To prepare for business schools, students gear up for lecture room cold-calling, months of career recruiting, and enough networking to last a lifetime. What many MBA students don’t anticipate are case competitions.
An often-underrated way to derive value from your business school education, case competitions offer students the opportunity to consult for real clients, helping to solve pressing business problems. These competitions have become almost a rite of passage at graduate schools across the nation. Plus, they tend to pay generously – a perk always welcomes on an MBA budget.
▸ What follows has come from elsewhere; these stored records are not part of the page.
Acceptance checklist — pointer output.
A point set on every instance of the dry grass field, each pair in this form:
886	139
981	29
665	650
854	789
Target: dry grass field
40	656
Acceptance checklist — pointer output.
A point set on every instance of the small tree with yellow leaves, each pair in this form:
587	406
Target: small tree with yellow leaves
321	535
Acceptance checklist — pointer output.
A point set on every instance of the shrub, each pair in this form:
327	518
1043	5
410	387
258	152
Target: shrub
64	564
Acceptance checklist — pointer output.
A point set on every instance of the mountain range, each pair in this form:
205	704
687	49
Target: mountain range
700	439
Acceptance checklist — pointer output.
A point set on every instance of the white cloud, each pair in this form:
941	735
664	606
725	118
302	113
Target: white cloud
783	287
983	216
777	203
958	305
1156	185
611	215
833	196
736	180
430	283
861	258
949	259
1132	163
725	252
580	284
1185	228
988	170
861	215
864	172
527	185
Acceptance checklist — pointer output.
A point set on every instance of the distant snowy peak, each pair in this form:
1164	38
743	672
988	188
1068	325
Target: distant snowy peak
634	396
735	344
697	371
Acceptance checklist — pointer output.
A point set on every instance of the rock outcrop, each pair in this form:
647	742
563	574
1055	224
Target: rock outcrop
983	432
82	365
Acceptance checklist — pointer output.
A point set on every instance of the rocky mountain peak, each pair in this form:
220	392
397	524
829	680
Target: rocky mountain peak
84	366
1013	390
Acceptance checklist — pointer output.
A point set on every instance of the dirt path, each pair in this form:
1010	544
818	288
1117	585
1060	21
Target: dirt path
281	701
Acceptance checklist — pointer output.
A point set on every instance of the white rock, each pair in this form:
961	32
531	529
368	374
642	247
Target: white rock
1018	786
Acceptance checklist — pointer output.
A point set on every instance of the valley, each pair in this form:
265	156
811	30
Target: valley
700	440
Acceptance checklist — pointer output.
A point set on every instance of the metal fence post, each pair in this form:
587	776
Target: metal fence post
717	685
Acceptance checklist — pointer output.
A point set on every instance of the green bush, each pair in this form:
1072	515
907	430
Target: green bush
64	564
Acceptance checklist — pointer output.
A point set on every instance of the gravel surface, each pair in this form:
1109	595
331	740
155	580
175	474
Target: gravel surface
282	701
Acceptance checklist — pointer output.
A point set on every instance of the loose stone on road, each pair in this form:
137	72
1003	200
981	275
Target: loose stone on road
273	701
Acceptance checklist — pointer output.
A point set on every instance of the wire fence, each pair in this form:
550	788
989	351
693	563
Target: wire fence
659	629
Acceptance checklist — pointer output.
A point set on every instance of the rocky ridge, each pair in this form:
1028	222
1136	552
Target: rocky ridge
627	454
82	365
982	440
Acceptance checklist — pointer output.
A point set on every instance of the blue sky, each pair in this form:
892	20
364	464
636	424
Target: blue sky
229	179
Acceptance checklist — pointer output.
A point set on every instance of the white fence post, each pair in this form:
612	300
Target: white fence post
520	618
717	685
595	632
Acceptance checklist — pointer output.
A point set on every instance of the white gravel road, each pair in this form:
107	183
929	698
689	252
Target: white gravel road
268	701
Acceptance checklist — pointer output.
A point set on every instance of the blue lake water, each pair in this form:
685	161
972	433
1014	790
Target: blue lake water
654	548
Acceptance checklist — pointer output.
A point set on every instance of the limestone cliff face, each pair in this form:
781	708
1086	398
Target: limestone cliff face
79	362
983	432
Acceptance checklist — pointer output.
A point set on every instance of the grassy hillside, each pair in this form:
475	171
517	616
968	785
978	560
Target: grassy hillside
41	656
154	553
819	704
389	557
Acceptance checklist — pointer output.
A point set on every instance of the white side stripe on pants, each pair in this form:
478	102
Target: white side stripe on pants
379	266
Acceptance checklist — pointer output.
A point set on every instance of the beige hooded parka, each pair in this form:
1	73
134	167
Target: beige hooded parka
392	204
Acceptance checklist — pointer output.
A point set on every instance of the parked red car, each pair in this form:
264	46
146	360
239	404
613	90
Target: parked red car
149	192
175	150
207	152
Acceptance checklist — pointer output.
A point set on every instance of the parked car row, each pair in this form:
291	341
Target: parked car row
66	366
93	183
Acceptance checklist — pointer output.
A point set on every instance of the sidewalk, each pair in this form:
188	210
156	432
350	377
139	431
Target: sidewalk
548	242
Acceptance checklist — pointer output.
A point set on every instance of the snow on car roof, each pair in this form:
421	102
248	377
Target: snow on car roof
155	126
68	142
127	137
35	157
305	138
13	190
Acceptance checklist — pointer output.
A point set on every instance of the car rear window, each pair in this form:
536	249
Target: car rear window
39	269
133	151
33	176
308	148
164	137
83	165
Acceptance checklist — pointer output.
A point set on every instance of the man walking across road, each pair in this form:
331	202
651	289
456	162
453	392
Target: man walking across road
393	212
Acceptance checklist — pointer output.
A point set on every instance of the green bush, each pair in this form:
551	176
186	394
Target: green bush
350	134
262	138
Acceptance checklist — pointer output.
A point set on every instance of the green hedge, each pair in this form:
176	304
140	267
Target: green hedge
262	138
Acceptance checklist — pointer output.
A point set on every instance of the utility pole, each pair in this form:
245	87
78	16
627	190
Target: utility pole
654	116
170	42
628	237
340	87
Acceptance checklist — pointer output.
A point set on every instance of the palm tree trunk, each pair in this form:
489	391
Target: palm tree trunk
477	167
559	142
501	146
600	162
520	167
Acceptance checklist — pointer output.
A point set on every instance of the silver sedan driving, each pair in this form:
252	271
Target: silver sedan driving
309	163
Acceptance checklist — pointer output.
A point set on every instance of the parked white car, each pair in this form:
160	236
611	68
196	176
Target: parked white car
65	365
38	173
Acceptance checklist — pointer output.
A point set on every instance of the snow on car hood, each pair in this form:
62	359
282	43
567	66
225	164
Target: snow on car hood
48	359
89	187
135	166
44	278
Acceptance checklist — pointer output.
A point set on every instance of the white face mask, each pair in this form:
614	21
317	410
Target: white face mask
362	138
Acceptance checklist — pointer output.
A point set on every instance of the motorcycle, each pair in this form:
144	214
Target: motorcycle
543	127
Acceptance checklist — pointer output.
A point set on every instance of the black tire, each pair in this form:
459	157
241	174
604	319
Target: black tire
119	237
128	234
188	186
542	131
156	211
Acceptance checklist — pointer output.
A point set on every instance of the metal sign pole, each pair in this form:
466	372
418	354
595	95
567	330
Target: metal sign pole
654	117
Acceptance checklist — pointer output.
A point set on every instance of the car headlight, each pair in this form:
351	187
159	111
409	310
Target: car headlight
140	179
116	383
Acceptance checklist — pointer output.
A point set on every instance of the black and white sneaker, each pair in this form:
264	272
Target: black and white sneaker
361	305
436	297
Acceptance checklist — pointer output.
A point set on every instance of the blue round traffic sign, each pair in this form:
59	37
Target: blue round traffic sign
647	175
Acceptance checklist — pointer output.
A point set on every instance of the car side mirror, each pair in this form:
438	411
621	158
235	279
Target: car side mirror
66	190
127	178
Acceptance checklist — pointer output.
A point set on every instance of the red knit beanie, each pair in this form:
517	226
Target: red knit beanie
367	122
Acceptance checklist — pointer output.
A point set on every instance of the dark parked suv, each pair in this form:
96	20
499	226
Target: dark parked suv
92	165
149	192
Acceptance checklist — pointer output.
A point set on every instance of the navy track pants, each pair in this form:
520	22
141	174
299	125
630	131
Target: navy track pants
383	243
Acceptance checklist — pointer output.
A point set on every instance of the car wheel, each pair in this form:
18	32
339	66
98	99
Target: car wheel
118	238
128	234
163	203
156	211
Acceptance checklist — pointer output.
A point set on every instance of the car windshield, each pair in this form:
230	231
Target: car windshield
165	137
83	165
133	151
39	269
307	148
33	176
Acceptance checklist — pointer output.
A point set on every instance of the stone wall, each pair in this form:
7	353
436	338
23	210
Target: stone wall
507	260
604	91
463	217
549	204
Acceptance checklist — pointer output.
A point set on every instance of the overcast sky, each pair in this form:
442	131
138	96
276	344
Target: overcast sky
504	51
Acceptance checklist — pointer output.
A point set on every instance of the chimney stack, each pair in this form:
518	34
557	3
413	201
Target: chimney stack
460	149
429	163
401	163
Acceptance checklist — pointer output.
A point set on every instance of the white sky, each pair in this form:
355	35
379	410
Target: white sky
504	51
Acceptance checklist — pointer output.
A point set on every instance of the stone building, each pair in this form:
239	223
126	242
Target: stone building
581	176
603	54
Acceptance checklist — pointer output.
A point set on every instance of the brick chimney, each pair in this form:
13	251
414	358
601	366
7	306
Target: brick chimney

Among busy MBA schedules, making time for a case competition may be difficult. However, it can be one of the most rewarding experiences of a business school. After competing and succeeding in a couple during my first year and interacting with some like-minded junta at XIMB, I’ve gleaned some helpful tips and tricks for designing a “winning” solution and getting the most out of the case competition experience.
1. Make it Human-Centred
Get out there and talk to people! Secondary research is important. Where possible, your ideas should also be informed by robust primary research. Judges will be impressed when you are able to cite conversations with people who are “living the problem.”
2. Keep it Laser-Focused
When solving an innovation challenge, there are typically a number of exciting possible solutions. I’ve found that it is most effective to select the one solution you think is most compelling Then, tell the audience why you chose it, and build it out in detail. The audience will be much more impressed by a single, deep and well-studied solution than a set of broad and shallow ones.
3. Make it Beautiful
The value of an aesthetically compelling presentation cannot be overstated. This will keep your audience alert and engaged. Straightforward, crisp slides with simple design elements will go a long way. If you want to take it one step further, don’t be afraid to get creative by adding illustrations and vivid imagery.
4. Know your Numbers
When it comes to Q&A time, it’s always satisfying to respond to a judge’s doubting question with, “Yes, and we have data to support that.” If you’re going to whip out that reply, make sure you’ve done your homework. While only key numbers should be presented, an appendix is a helpful add-on for all the numerical content that you may want to pull out of your arsenal during follow-up questioning. Make sure you practice speaking confidently about how you arrived at those final numbers as well.
5. Make it Actionable
Ultimately, judges want solutions that feel tangible – ones they can execute readily, with an existing budget, and feel excited to promote to internal stakeholders. Craft a clear outline for how you’ll launch your idea, what money you’ll leverage, and what existing resources you can draw on. If you want to add some glitz, you can always build out a roadmap for how your solution might evolve and grow as you scale (three, five, or ten years down the line).
6. Tell a Story
Business jargon and charts might seem impressive, but if the judges aren’t hooked they may miss the genius of your solution. Storytelling can be a critical lever for standing out and connecting with your audience. Share emotional and powerful stories of personas or real people you spoke with to demonstrate how this solution will transform the lives of customers and stakeholders. Coming full circle to my first tip: speaking with people out in the world will enable you to deliver compelling human stories.
One Bonus Tip to Remember: Be sure to make it fun! That may sound cheesy, but it’s hard to envision and build out a business solution under time constraints if you’re not curious about the subject matter. Find teammates you enjoy spending time with, and let your enthusiasm shine when pitch day rolls around!